Estonians are aware of organ donations, but aren't lining up to sign donor documents, Virge Pall, the director of Tartu University Hospital's Transplant Center, has said.
“It is our nature not to want to think about it [donorship after death]. We seldom think about dying and we don't plan what will happen to us [our bodies] after death,” Pall said, speaking on ETV.
Estonian medicine already has the capacity to perform kidney, liver and lung transplants, and preparations are now being made to add pancreas and heart transplants to the list, said Pall.
There is no need to have specialists in Estonia for every type of organ transplant as the volume of operations is very low. For example, patients needing intestine transplantation are sent abroad, Pall said.
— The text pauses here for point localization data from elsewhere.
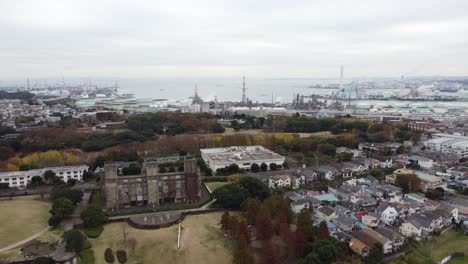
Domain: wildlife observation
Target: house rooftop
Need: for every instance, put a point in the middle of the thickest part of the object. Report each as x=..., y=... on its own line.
x=326, y=197
x=326, y=210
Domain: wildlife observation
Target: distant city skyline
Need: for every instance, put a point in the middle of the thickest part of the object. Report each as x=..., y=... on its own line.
x=231, y=39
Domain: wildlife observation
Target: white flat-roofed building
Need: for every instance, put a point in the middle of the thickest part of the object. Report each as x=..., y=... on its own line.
x=21, y=179
x=242, y=156
x=449, y=144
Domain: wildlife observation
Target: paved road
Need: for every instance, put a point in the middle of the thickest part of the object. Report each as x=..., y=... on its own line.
x=26, y=240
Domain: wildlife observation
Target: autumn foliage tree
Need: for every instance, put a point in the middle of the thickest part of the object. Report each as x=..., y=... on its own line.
x=322, y=232
x=242, y=252
x=225, y=220
x=264, y=228
x=251, y=209
x=300, y=243
x=304, y=223
x=408, y=182
x=270, y=254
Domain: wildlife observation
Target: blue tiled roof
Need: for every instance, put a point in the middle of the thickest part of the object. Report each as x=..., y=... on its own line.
x=326, y=197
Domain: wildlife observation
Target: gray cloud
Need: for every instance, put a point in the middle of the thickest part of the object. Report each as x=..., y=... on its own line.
x=109, y=38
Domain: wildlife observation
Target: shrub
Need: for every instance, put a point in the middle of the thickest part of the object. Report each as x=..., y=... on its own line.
x=121, y=256
x=94, y=232
x=109, y=255
x=93, y=216
x=43, y=260
x=74, y=240
x=254, y=167
x=54, y=220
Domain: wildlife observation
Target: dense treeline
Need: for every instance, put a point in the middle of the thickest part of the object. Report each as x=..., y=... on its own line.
x=16, y=95
x=58, y=138
x=270, y=222
x=149, y=124
x=310, y=125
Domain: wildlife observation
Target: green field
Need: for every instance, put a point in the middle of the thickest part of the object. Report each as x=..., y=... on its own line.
x=444, y=245
x=461, y=260
x=201, y=242
x=21, y=219
x=215, y=185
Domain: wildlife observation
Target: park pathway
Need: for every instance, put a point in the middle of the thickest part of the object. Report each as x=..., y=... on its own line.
x=26, y=240
x=205, y=207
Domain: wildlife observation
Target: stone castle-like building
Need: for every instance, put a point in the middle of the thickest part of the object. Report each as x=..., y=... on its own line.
x=152, y=188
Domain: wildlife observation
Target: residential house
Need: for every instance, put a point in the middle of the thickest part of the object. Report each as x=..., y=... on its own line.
x=359, y=247
x=326, y=213
x=308, y=175
x=329, y=198
x=385, y=161
x=340, y=210
x=292, y=196
x=416, y=197
x=370, y=220
x=298, y=205
x=326, y=173
x=344, y=223
x=397, y=239
x=423, y=162
x=420, y=226
x=389, y=215
x=279, y=182
x=331, y=227
x=370, y=238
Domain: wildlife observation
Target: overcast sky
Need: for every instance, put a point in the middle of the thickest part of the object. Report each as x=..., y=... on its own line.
x=264, y=39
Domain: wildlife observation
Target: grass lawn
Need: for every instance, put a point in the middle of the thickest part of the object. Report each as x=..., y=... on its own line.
x=460, y=260
x=201, y=242
x=21, y=219
x=50, y=237
x=410, y=258
x=215, y=185
x=444, y=245
x=25, y=198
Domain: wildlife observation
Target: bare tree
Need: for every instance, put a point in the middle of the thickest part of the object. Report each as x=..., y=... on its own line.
x=124, y=231
x=132, y=242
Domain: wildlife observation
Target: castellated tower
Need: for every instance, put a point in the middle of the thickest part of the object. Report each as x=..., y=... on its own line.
x=110, y=185
x=151, y=168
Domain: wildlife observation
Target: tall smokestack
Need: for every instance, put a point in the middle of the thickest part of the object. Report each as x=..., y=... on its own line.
x=244, y=97
x=341, y=76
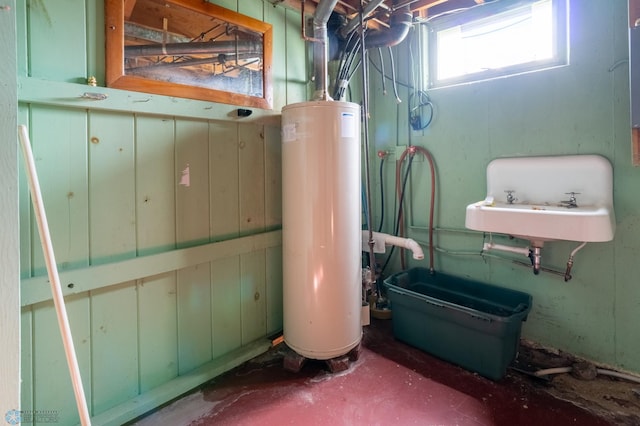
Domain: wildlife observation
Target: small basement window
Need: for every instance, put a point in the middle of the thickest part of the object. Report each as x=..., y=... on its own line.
x=496, y=39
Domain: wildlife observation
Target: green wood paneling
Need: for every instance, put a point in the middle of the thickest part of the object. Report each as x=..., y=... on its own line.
x=26, y=210
x=95, y=41
x=57, y=40
x=252, y=185
x=121, y=211
x=59, y=144
x=276, y=17
x=253, y=296
x=157, y=328
x=26, y=360
x=297, y=83
x=36, y=289
x=224, y=184
x=22, y=39
x=114, y=352
x=192, y=182
x=50, y=363
x=194, y=317
x=225, y=305
x=155, y=184
x=112, y=187
x=69, y=95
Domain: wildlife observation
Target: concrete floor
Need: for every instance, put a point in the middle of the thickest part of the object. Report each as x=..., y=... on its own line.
x=390, y=383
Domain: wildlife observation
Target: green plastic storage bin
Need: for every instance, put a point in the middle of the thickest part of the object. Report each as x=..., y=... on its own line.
x=468, y=323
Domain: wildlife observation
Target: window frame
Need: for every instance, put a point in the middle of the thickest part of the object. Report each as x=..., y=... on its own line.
x=560, y=36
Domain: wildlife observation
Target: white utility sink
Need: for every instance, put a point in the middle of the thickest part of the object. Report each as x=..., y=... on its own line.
x=547, y=198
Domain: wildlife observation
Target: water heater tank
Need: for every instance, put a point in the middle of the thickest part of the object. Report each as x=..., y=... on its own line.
x=321, y=219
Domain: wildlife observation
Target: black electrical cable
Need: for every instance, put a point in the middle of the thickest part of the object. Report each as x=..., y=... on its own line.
x=384, y=85
x=381, y=196
x=397, y=226
x=415, y=112
x=393, y=76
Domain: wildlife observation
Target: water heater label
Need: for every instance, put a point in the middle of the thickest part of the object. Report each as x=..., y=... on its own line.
x=289, y=132
x=348, y=125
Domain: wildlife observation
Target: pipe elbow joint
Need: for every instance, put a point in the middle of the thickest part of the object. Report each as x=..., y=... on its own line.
x=415, y=248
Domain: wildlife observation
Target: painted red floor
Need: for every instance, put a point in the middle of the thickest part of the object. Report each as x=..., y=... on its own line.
x=390, y=384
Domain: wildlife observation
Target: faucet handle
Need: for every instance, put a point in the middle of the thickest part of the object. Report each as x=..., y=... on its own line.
x=510, y=197
x=571, y=202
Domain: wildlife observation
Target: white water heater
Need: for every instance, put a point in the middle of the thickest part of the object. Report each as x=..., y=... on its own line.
x=322, y=237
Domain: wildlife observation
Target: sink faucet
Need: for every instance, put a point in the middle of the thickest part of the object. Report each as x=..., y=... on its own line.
x=571, y=202
x=510, y=197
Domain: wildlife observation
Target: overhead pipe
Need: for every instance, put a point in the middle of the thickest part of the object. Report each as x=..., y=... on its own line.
x=399, y=25
x=354, y=22
x=219, y=47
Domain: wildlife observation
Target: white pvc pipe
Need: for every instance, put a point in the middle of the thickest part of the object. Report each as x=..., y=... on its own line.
x=380, y=240
x=54, y=278
x=519, y=250
x=407, y=243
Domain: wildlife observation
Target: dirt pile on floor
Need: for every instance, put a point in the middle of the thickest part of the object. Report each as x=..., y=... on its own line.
x=585, y=385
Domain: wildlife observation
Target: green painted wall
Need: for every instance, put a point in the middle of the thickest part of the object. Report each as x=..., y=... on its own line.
x=169, y=281
x=582, y=108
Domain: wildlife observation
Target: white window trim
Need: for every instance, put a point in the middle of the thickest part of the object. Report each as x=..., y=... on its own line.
x=561, y=36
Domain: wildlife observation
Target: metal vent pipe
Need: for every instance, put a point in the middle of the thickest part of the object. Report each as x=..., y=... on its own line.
x=321, y=48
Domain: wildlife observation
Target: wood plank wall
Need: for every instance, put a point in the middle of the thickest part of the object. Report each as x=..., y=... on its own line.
x=165, y=217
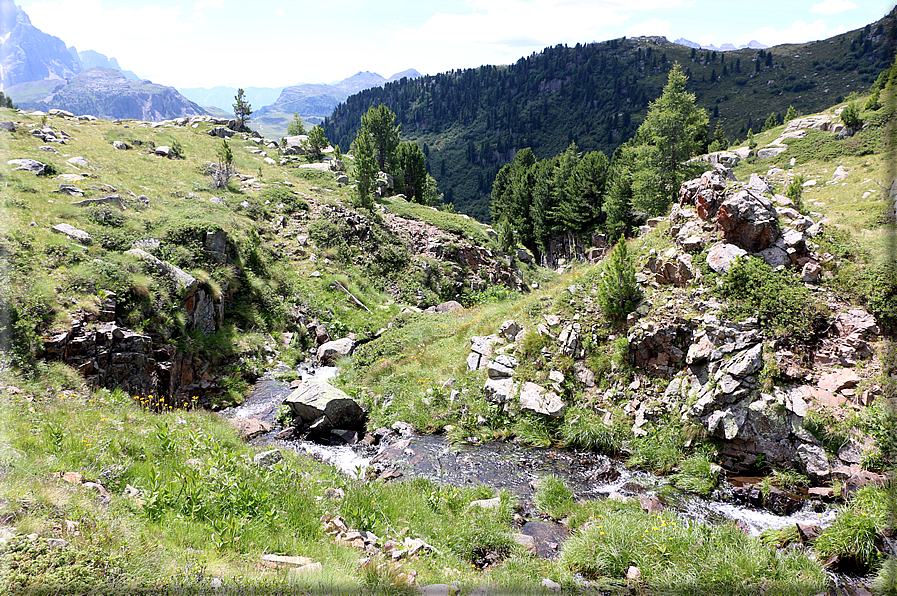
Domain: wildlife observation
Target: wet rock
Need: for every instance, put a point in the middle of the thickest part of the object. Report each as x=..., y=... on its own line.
x=781, y=502
x=267, y=459
x=323, y=407
x=249, y=428
x=722, y=256
x=331, y=351
x=815, y=462
x=535, y=399
x=500, y=391
x=73, y=233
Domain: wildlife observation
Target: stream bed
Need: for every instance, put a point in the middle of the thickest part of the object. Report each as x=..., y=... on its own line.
x=512, y=467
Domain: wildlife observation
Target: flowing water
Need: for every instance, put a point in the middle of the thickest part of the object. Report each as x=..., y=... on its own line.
x=512, y=467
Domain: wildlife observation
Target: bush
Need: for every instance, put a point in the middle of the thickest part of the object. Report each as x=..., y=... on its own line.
x=779, y=300
x=553, y=497
x=850, y=115
x=618, y=292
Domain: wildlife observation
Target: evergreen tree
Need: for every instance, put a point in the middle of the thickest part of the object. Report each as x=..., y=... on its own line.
x=242, y=109
x=380, y=124
x=581, y=210
x=296, y=127
x=771, y=122
x=673, y=131
x=411, y=171
x=618, y=292
x=365, y=168
x=316, y=142
x=791, y=114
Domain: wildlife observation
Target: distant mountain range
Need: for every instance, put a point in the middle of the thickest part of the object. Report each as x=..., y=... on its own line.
x=105, y=93
x=274, y=106
x=726, y=47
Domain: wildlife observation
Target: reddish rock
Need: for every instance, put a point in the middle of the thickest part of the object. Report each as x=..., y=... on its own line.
x=836, y=381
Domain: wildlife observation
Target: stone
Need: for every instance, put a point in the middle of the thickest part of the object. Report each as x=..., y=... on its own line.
x=319, y=404
x=836, y=381
x=770, y=152
x=509, y=330
x=500, y=391
x=496, y=370
x=775, y=257
x=748, y=222
x=29, y=165
x=250, y=428
x=331, y=351
x=747, y=363
x=494, y=503
x=439, y=590
x=722, y=256
x=186, y=283
x=73, y=233
x=841, y=173
x=815, y=462
x=267, y=459
x=525, y=541
x=450, y=306
x=535, y=399
x=811, y=272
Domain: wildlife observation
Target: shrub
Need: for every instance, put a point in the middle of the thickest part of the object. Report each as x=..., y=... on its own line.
x=779, y=300
x=553, y=497
x=850, y=115
x=618, y=292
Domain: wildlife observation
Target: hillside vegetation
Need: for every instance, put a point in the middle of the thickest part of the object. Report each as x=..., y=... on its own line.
x=471, y=122
x=197, y=260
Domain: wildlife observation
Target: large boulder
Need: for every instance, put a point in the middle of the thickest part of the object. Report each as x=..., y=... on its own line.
x=322, y=407
x=329, y=352
x=748, y=221
x=535, y=399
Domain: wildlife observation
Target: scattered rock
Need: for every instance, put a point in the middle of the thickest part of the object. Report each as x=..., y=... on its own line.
x=249, y=428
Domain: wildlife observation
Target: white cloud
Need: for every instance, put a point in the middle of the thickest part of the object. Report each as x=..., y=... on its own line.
x=832, y=6
x=798, y=32
x=649, y=28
Compared with other countries in Europe, Estonia actually has a high PMP figure, the index that measures the number of deceased donors per million inhabitants, said Pall. “If we compare us with Central Europe, with countries like Germany and Austria, then their ratio is 17, 18, 19. Estonia's equivalent figure is 24.6," Pall noted.
Still, the situation could be better. Spain, Portugal and Italy are top of the list with a corresponding number of around 30.
According to the transplant center, anyone wishing to became donor should, after discussing it with relatives, print out and carry a donor card. Under Estonian law, relatives must still confirm whether the deceased had expressed a wish to donate organs after death.
Those willing can print out the card here (prindi doonorikaart), adding last and first names in capital letters (perekonnanimi ja eesnimi), their personal identification code (isikukood), current date (kuupäev ja aasta) and signiture (allkiri).